The implication is that “if your business has customer churn issues then you should consider talking to [place your vendor here].”
The problem is that the reality of the above use case is probably a lot messier than the just-so story leads us to believe. This is the far more likely scenario:
“The CIO of Company X hired a Data Scientist who managed to obtain some IT resources out of the datawarehousing team to germinate an unstructured data repository. The Data Scientist, as a side project, poured data from multiple systems into the new repository. The Data Scientists official project was developing some scorecards and dashboards for the COO, based on some updated efficiency KPIs. As a result of building the dashboards, the Data Scientist became aware that churn was high and, on a hunch, decided to hit the new repository to see if there were any unique characteristics of the churning customers. The Data Scientist happened to get hold of an unused license of [vendor product here] to do the analysis. Turned out that there were indeed unique characteristics of churning customers, and the Data Scientist proudly told the CIO and COO about it….etc”.

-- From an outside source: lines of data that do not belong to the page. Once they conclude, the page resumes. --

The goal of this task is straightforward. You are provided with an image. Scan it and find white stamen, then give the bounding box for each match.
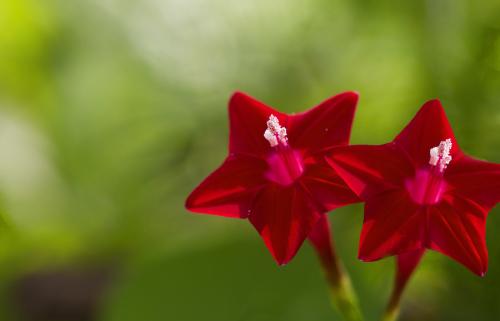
[429,147,439,166]
[264,129,278,147]
[264,114,288,147]
[429,138,452,172]
[278,127,287,143]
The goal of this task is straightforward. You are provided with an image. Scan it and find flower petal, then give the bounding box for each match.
[228,92,287,158]
[359,190,424,261]
[446,155,500,210]
[299,158,360,212]
[327,144,414,200]
[394,100,462,167]
[288,92,358,154]
[249,184,321,265]
[186,155,268,218]
[428,195,488,276]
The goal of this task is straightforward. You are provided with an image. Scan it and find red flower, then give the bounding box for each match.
[186,92,360,265]
[327,100,500,276]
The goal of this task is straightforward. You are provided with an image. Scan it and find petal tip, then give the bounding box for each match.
[229,91,248,105]
[274,257,290,266]
[357,249,381,262]
[477,266,488,277]
[184,195,204,214]
[184,192,195,211]
[357,253,368,262]
[344,90,360,98]
[229,91,261,110]
[266,245,299,267]
[337,91,360,105]
[422,98,444,110]
[357,255,377,262]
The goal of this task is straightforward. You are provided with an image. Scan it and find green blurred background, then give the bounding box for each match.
[0,0,499,320]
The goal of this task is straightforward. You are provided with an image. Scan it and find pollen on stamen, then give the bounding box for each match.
[264,129,278,147]
[264,114,288,147]
[429,138,452,172]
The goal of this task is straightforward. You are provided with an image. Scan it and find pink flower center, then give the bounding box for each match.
[263,115,304,186]
[405,139,452,205]
[265,147,304,186]
[405,169,446,205]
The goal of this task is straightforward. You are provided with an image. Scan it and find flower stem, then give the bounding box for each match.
[380,249,425,321]
[328,270,364,321]
[380,282,403,321]
[308,216,364,321]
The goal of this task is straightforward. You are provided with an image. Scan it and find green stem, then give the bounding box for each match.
[380,250,425,321]
[308,216,364,321]
[380,283,403,321]
[328,266,364,321]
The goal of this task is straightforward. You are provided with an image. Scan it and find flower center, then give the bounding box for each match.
[263,115,304,186]
[405,139,452,205]
[405,169,446,205]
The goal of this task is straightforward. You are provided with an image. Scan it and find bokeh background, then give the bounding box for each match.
[0,0,499,320]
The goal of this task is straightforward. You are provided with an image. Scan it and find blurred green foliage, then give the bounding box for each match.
[0,0,499,320]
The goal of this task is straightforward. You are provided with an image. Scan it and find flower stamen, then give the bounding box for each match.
[429,138,452,172]
[264,115,288,147]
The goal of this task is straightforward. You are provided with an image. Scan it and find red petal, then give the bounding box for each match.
[327,144,414,200]
[185,155,267,218]
[394,100,462,167]
[358,190,424,261]
[288,92,358,154]
[299,158,360,212]
[249,184,321,265]
[446,155,500,210]
[428,195,488,276]
[228,92,287,158]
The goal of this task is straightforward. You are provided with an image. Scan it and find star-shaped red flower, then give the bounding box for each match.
[327,100,500,276]
[186,91,360,265]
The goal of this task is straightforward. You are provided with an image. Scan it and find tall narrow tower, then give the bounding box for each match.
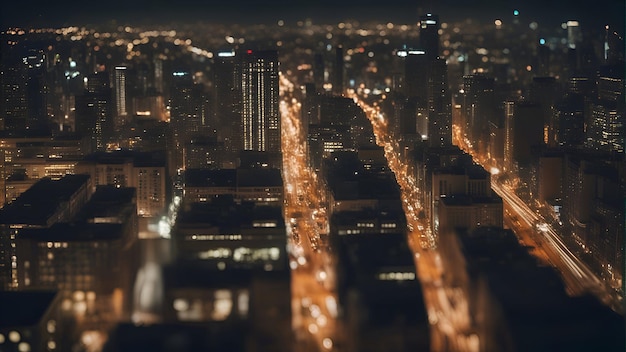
[240,50,280,153]
[333,46,344,95]
[419,13,440,60]
[114,65,128,129]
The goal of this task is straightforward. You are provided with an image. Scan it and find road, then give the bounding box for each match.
[348,91,478,352]
[452,124,622,312]
[280,73,339,352]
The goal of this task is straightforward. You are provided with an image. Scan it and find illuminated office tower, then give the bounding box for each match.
[240,50,280,153]
[169,71,206,172]
[1,47,48,132]
[428,58,452,147]
[0,50,28,131]
[554,95,585,148]
[24,49,48,129]
[462,74,495,146]
[586,64,624,153]
[604,26,624,64]
[404,13,451,147]
[114,66,128,129]
[214,51,241,153]
[503,101,515,171]
[76,71,112,152]
[567,20,582,49]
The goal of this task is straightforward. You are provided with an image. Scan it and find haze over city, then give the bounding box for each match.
[0,1,624,351]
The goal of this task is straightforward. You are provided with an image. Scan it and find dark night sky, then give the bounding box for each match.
[1,0,624,29]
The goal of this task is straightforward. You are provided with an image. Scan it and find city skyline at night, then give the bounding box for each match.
[0,2,624,351]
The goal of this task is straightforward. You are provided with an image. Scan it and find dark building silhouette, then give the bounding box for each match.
[418,13,440,60]
[333,231,430,352]
[439,227,625,352]
[333,46,344,95]
[75,71,112,152]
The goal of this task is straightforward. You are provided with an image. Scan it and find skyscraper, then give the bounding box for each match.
[213,51,241,153]
[114,66,128,129]
[240,50,280,153]
[1,46,48,132]
[419,13,440,60]
[428,58,452,147]
[404,13,452,148]
[333,46,344,95]
[76,71,112,152]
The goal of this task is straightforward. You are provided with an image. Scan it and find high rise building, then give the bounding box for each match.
[313,52,325,92]
[75,71,112,152]
[240,50,280,153]
[586,63,624,154]
[0,46,48,132]
[462,74,496,150]
[428,58,452,147]
[555,95,585,148]
[529,76,560,146]
[403,49,429,100]
[402,14,452,147]
[567,21,583,49]
[419,13,440,60]
[0,45,28,131]
[169,71,208,172]
[23,49,48,130]
[509,101,544,166]
[213,51,241,153]
[333,46,344,95]
[114,66,128,129]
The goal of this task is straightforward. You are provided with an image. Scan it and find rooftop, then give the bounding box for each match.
[0,291,57,328]
[0,174,90,226]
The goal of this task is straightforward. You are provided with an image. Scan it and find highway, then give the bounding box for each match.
[280,73,338,352]
[452,124,622,312]
[347,91,478,352]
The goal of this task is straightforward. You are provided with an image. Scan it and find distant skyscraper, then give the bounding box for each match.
[153,58,164,94]
[0,49,28,131]
[419,13,440,60]
[403,49,429,100]
[1,46,48,132]
[428,58,452,147]
[23,49,48,129]
[402,14,452,147]
[169,71,207,172]
[170,71,204,134]
[333,46,344,95]
[214,51,241,153]
[567,20,582,49]
[585,64,624,154]
[240,50,280,153]
[462,74,496,150]
[114,66,128,129]
[313,53,325,92]
[76,71,112,152]
[503,101,515,171]
[554,95,585,148]
[529,76,560,146]
[509,102,544,166]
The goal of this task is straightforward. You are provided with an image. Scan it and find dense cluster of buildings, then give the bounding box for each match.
[0,7,623,352]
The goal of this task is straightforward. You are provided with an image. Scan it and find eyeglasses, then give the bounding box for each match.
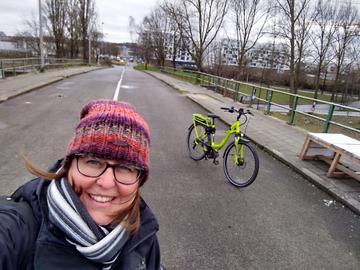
[75,155,141,185]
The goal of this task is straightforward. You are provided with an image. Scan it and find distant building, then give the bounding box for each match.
[207,39,290,72]
[163,32,195,66]
[0,35,30,56]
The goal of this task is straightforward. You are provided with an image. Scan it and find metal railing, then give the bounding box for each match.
[161,67,360,137]
[0,57,86,79]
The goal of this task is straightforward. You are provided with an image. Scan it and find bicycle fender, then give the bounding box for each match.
[239,138,250,143]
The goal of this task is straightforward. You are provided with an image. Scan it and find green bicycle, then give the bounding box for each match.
[187,107,259,187]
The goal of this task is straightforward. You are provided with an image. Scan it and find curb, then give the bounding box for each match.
[145,71,360,216]
[0,67,105,103]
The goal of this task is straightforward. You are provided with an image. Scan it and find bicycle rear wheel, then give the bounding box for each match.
[187,124,207,160]
[223,141,259,187]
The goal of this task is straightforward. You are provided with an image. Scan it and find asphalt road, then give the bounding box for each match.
[0,66,359,269]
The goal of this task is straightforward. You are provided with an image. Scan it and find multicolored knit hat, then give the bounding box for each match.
[66,99,150,185]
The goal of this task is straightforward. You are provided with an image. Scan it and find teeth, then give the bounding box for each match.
[90,194,114,203]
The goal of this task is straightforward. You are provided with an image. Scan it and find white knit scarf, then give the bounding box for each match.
[47,178,129,270]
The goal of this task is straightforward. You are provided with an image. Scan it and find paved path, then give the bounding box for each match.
[146,71,360,215]
[0,65,103,103]
[0,66,359,215]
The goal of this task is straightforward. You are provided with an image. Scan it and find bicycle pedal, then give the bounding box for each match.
[213,159,219,165]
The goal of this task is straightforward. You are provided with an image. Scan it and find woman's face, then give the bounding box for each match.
[67,156,140,225]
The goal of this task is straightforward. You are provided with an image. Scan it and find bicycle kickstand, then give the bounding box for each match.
[213,158,219,165]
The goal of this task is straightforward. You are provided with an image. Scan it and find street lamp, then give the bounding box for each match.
[38,0,44,70]
[88,21,91,65]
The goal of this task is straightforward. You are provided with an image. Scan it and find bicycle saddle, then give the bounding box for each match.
[207,113,219,119]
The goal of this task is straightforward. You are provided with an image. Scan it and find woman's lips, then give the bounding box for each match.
[89,193,115,203]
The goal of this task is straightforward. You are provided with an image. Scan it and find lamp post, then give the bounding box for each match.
[88,21,92,65]
[101,22,104,56]
[38,0,44,70]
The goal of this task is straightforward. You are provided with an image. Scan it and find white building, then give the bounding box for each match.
[206,38,290,72]
[163,32,195,65]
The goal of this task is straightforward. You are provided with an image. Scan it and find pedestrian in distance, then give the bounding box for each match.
[0,99,162,269]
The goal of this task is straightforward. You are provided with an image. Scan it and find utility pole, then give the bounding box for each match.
[88,30,91,65]
[38,0,44,70]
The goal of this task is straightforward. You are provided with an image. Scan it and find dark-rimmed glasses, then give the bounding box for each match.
[75,155,141,185]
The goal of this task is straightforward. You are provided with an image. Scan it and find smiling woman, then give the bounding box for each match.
[0,99,162,270]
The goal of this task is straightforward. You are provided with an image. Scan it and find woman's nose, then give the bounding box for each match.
[96,167,116,188]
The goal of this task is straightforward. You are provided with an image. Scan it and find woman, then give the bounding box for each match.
[0,99,161,269]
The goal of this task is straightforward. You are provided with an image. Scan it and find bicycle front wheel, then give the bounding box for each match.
[223,142,259,187]
[187,124,207,160]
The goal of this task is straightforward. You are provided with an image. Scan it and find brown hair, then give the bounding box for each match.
[21,154,141,235]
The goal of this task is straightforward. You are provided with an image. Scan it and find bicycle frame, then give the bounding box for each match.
[189,109,259,187]
[192,114,242,153]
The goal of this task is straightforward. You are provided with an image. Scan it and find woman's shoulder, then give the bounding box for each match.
[139,198,159,231]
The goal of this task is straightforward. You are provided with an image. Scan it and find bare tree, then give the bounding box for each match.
[67,0,81,58]
[159,2,184,68]
[274,0,311,107]
[142,7,169,67]
[137,22,153,69]
[128,16,137,43]
[163,0,229,71]
[294,2,315,90]
[309,0,337,99]
[231,0,270,73]
[78,0,96,60]
[331,0,359,102]
[14,11,50,57]
[45,0,68,58]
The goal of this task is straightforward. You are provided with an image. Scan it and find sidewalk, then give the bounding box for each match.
[0,67,359,215]
[0,65,104,103]
[146,71,360,215]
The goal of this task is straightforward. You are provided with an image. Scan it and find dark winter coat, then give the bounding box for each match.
[0,178,160,270]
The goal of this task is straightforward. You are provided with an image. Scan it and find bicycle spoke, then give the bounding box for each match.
[187,124,206,160]
[223,142,259,187]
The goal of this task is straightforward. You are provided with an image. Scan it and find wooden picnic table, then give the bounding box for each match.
[299,133,360,181]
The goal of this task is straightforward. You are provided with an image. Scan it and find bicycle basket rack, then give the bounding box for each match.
[193,113,212,127]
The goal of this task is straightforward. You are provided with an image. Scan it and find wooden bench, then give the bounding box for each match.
[299,133,360,181]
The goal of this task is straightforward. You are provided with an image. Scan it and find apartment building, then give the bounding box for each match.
[208,38,290,72]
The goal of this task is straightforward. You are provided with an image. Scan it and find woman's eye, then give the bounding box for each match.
[116,165,134,173]
[86,159,102,167]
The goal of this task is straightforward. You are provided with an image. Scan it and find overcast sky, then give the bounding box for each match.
[0,0,159,43]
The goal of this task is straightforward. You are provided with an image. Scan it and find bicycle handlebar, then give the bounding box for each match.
[220,106,254,116]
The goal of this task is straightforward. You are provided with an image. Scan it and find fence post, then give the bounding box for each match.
[196,72,200,84]
[13,60,16,76]
[249,87,256,108]
[288,96,299,125]
[0,60,4,79]
[265,89,273,114]
[235,82,240,102]
[224,79,228,97]
[217,77,221,94]
[323,104,335,133]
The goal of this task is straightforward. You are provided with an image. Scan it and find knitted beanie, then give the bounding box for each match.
[66,99,150,185]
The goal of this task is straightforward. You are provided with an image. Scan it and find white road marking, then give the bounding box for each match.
[113,67,125,101]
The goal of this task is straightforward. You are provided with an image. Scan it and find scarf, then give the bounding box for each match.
[47,178,129,270]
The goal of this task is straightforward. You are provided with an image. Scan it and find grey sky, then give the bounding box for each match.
[0,0,159,43]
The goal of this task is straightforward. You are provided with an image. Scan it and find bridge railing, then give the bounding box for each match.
[161,67,360,137]
[0,57,86,79]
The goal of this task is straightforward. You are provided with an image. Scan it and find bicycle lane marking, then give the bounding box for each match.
[113,67,125,101]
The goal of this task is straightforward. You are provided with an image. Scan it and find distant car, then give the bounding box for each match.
[181,64,198,71]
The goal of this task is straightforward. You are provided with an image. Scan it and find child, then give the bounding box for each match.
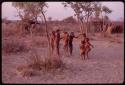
[79,40,86,60]
[55,29,61,56]
[61,31,69,56]
[68,32,78,56]
[85,38,94,59]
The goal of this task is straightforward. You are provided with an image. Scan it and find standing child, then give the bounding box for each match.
[79,40,86,60]
[68,32,78,56]
[55,29,61,56]
[61,31,69,56]
[85,38,94,59]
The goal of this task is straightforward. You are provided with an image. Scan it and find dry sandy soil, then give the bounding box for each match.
[2,34,124,84]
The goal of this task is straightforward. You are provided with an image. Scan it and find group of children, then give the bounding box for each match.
[79,33,94,60]
[49,29,94,60]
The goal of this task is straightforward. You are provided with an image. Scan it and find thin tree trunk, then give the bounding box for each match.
[77,15,83,34]
[30,24,33,51]
[84,16,88,35]
[41,12,51,57]
[101,12,104,37]
[86,15,89,36]
[80,20,84,34]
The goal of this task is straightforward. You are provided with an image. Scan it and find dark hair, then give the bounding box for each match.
[81,40,85,44]
[56,29,60,32]
[52,31,55,35]
[52,30,55,33]
[70,32,74,36]
[63,31,67,34]
[83,33,86,37]
[86,38,89,41]
[51,31,56,37]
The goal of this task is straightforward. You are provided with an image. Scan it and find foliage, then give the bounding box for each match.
[62,2,112,34]
[12,2,48,21]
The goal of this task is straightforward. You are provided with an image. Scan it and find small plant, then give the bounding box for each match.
[20,51,64,73]
[43,57,63,71]
[16,64,34,77]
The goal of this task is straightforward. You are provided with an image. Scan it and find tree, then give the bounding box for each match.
[104,15,109,22]
[62,2,100,35]
[79,2,98,34]
[12,2,38,34]
[102,6,112,14]
[12,2,51,57]
[88,2,112,34]
[102,5,112,29]
[62,2,83,34]
[102,5,112,30]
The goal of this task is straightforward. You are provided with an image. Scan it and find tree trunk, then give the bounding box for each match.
[86,15,89,36]
[41,12,51,57]
[77,15,83,34]
[101,12,104,37]
[80,19,84,34]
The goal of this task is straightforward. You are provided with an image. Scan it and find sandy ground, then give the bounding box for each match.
[2,35,124,84]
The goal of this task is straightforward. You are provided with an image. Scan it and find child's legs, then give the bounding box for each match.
[69,44,73,55]
[63,44,68,56]
[86,48,91,59]
[56,44,60,55]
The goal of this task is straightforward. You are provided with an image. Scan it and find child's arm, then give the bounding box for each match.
[89,42,94,48]
[60,37,64,40]
[76,34,81,38]
[74,35,79,38]
[75,34,82,39]
[91,44,94,48]
[60,34,64,40]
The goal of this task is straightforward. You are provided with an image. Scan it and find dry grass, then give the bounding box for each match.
[110,37,122,43]
[17,50,64,77]
[16,56,64,77]
[31,25,46,36]
[43,57,64,71]
[33,37,48,47]
[21,54,63,76]
[2,39,30,54]
[16,64,34,77]
[2,23,21,38]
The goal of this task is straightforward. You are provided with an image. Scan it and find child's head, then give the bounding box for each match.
[86,38,89,42]
[63,32,68,36]
[83,33,86,37]
[63,31,65,33]
[56,29,60,33]
[52,30,55,33]
[81,40,85,44]
[52,31,55,35]
[70,32,74,36]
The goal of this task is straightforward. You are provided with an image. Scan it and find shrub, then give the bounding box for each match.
[2,23,21,37]
[43,57,63,71]
[21,50,64,73]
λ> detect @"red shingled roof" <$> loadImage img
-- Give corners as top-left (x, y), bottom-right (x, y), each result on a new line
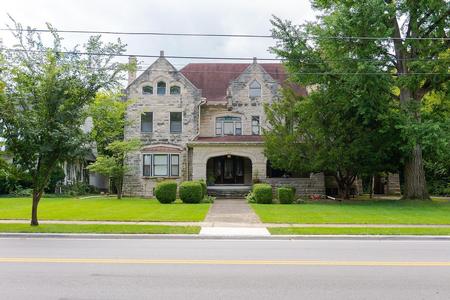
top-left (193, 136), bottom-right (264, 143)
top-left (180, 63), bottom-right (307, 101)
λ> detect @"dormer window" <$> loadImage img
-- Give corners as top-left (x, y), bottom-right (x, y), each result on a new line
top-left (249, 80), bottom-right (261, 97)
top-left (157, 81), bottom-right (166, 95)
top-left (170, 85), bottom-right (181, 95)
top-left (142, 85), bottom-right (153, 95)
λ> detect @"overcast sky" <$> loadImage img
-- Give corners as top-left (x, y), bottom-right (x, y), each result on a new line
top-left (1, 0), bottom-right (317, 69)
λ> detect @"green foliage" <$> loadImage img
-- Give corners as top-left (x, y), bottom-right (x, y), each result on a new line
top-left (87, 139), bottom-right (141, 199)
top-left (270, 0), bottom-right (449, 199)
top-left (278, 187), bottom-right (294, 204)
top-left (154, 180), bottom-right (177, 204)
top-left (201, 195), bottom-right (215, 203)
top-left (253, 183), bottom-right (273, 204)
top-left (197, 179), bottom-right (207, 199)
top-left (45, 165), bottom-right (65, 193)
top-left (246, 191), bottom-right (256, 203)
top-left (89, 92), bottom-right (132, 155)
top-left (58, 182), bottom-right (97, 196)
top-left (179, 181), bottom-right (203, 204)
top-left (0, 18), bottom-right (129, 224)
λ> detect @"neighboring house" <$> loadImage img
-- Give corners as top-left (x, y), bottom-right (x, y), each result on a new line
top-left (62, 116), bottom-right (109, 192)
top-left (122, 51), bottom-right (399, 197)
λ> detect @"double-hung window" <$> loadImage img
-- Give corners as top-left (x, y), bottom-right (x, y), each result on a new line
top-left (141, 112), bottom-right (153, 133)
top-left (170, 112), bottom-right (182, 133)
top-left (251, 116), bottom-right (260, 135)
top-left (143, 154), bottom-right (180, 177)
top-left (215, 116), bottom-right (242, 136)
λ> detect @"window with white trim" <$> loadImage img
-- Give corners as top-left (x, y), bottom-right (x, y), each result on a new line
top-left (215, 116), bottom-right (242, 136)
top-left (142, 154), bottom-right (180, 177)
top-left (249, 80), bottom-right (261, 97)
top-left (252, 116), bottom-right (260, 135)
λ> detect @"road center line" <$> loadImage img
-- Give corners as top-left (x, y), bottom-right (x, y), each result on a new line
top-left (0, 257), bottom-right (450, 267)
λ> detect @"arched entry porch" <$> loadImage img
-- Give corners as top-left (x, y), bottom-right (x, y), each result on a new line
top-left (206, 155), bottom-right (252, 185)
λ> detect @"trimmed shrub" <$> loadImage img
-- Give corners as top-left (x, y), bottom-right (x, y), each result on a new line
top-left (197, 179), bottom-right (207, 199)
top-left (253, 183), bottom-right (273, 204)
top-left (154, 180), bottom-right (177, 203)
top-left (179, 181), bottom-right (203, 203)
top-left (278, 187), bottom-right (294, 204)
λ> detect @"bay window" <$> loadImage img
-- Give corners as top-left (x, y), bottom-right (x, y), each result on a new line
top-left (142, 154), bottom-right (180, 177)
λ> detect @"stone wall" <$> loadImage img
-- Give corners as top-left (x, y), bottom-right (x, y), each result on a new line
top-left (266, 173), bottom-right (325, 196)
top-left (122, 56), bottom-right (201, 197)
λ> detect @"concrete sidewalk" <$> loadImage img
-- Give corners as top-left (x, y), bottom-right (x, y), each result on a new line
top-left (200, 198), bottom-right (270, 236)
top-left (2, 219), bottom-right (450, 228)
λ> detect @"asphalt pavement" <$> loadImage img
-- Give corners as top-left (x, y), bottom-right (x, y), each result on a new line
top-left (0, 237), bottom-right (449, 299)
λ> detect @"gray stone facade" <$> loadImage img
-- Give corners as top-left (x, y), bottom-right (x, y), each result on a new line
top-left (122, 54), bottom-right (325, 197)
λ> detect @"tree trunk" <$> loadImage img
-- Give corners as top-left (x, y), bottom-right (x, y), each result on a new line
top-left (31, 190), bottom-right (43, 226)
top-left (403, 144), bottom-right (430, 200)
top-left (116, 177), bottom-right (123, 199)
top-left (369, 175), bottom-right (374, 199)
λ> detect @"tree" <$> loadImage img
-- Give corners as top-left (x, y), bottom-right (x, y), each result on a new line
top-left (265, 83), bottom-right (400, 199)
top-left (270, 0), bottom-right (449, 199)
top-left (89, 92), bottom-right (131, 155)
top-left (0, 18), bottom-right (128, 225)
top-left (87, 139), bottom-right (141, 199)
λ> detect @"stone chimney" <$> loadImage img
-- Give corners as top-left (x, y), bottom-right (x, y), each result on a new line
top-left (160, 50), bottom-right (165, 57)
top-left (128, 56), bottom-right (137, 85)
top-left (253, 57), bottom-right (257, 64)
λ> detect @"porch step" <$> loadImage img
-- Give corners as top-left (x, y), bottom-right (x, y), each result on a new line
top-left (207, 185), bottom-right (251, 199)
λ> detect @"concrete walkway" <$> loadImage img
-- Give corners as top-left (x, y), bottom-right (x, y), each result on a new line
top-left (2, 219), bottom-right (450, 228)
top-left (200, 198), bottom-right (270, 236)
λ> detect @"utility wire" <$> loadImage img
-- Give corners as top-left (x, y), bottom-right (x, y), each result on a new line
top-left (2, 48), bottom-right (448, 63)
top-left (1, 27), bottom-right (449, 41)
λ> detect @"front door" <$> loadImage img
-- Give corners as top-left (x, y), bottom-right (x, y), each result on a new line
top-left (213, 156), bottom-right (244, 184)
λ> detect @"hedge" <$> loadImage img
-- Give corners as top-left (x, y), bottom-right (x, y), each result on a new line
top-left (179, 181), bottom-right (203, 203)
top-left (278, 187), bottom-right (294, 204)
top-left (154, 180), bottom-right (177, 204)
top-left (197, 179), bottom-right (207, 199)
top-left (253, 183), bottom-right (273, 204)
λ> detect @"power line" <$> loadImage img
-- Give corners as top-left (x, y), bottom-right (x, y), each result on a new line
top-left (2, 48), bottom-right (448, 63)
top-left (1, 28), bottom-right (449, 41)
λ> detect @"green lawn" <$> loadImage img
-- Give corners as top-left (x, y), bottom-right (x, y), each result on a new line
top-left (252, 200), bottom-right (450, 224)
top-left (0, 197), bottom-right (210, 222)
top-left (0, 223), bottom-right (200, 234)
top-left (269, 227), bottom-right (450, 235)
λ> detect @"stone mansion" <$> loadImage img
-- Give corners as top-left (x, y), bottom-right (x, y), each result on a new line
top-left (121, 51), bottom-right (399, 197)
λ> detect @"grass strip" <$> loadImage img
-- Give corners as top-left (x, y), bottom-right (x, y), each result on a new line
top-left (0, 223), bottom-right (200, 234)
top-left (269, 227), bottom-right (450, 235)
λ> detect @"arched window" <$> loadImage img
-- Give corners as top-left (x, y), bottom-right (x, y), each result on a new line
top-left (170, 85), bottom-right (181, 95)
top-left (142, 85), bottom-right (153, 95)
top-left (249, 80), bottom-right (261, 97)
top-left (157, 81), bottom-right (166, 95)
top-left (216, 116), bottom-right (242, 136)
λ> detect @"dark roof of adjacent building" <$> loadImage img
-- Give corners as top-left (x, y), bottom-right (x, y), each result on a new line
top-left (180, 63), bottom-right (307, 101)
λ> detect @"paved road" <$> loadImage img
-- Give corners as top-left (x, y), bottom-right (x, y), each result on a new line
top-left (0, 238), bottom-right (449, 299)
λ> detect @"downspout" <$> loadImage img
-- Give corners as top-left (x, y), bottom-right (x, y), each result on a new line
top-left (187, 98), bottom-right (206, 181)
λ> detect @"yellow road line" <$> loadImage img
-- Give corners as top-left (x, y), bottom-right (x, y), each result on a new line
top-left (0, 257), bottom-right (450, 267)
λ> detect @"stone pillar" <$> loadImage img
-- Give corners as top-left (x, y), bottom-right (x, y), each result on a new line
top-left (386, 173), bottom-right (401, 195)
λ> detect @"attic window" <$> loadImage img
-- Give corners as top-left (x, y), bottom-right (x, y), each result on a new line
top-left (142, 85), bottom-right (153, 95)
top-left (170, 86), bottom-right (181, 95)
top-left (157, 81), bottom-right (166, 95)
top-left (249, 80), bottom-right (261, 97)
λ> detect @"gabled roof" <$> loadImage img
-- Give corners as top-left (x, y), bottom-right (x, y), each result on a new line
top-left (180, 63), bottom-right (307, 101)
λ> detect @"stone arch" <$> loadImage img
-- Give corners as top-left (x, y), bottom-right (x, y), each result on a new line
top-left (205, 153), bottom-right (253, 185)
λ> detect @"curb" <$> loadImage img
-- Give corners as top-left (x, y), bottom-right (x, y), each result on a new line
top-left (1, 233), bottom-right (450, 240)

Firstly the CIO’s reason for hiring the Data Scientist was not deliberately to tackle customer churn. Also it was the Data Scientist who managed to, almost covertly, divert IT resources to create the embryonic Data Lake. So investment in a Data Lake was not a deliberate decision by executive trying to solve a particular business problem. The Data Scientist could easily have looked into the unique characteristics of the churning customers and not found any, simply because there was nothing there to see. In fact, had the Data Scientist been developing some financial reports for the CFO, instead of a dashboard for the COO, the customer churn problem may not have been noticed at all. The just-so story could just have easily turned into an accounts payable fraud detection story instead. Most of all, the technology used to determine the customer characteristics could have been any product that was capable of the type of analysis the Data Scientist decided to try and was only utilised because of the unused license.
So you as the reader of the Use Case, and potential buyer of the vendor/software/technology, need to keep in mind the possibility that the story has been given to you in a “just so” form. This is particularly important as you will find that those companies that try to start a Data Lake promising to “increase sales by x%” or “decrease customer churn by y%” will be sorely disappointed. Despite the impression given by just so Use Case stories, Data Science is more akin to diamond mining than constructing a bridge. You need to add data capability to help uncover the gems that are no doubt there… but how big, how many and what type of diamond? No-one will know until you’ve uncovered the gems, a long time after the decision was made to invest.
Postscript: I’m aware there is a Gartner Report which fundamentally disagrees with the above (i.e. 90% failure due to uncertain use cases). However I submit the analysts may have fallen for the trap described in this article, looking at results after the fact. Were the 10% successes really designed specifically for the issue that eventually rendered them a success. Or were they they just the lucky 10% who found something. More likely the 10% figure itself comes from a Woozle Effect.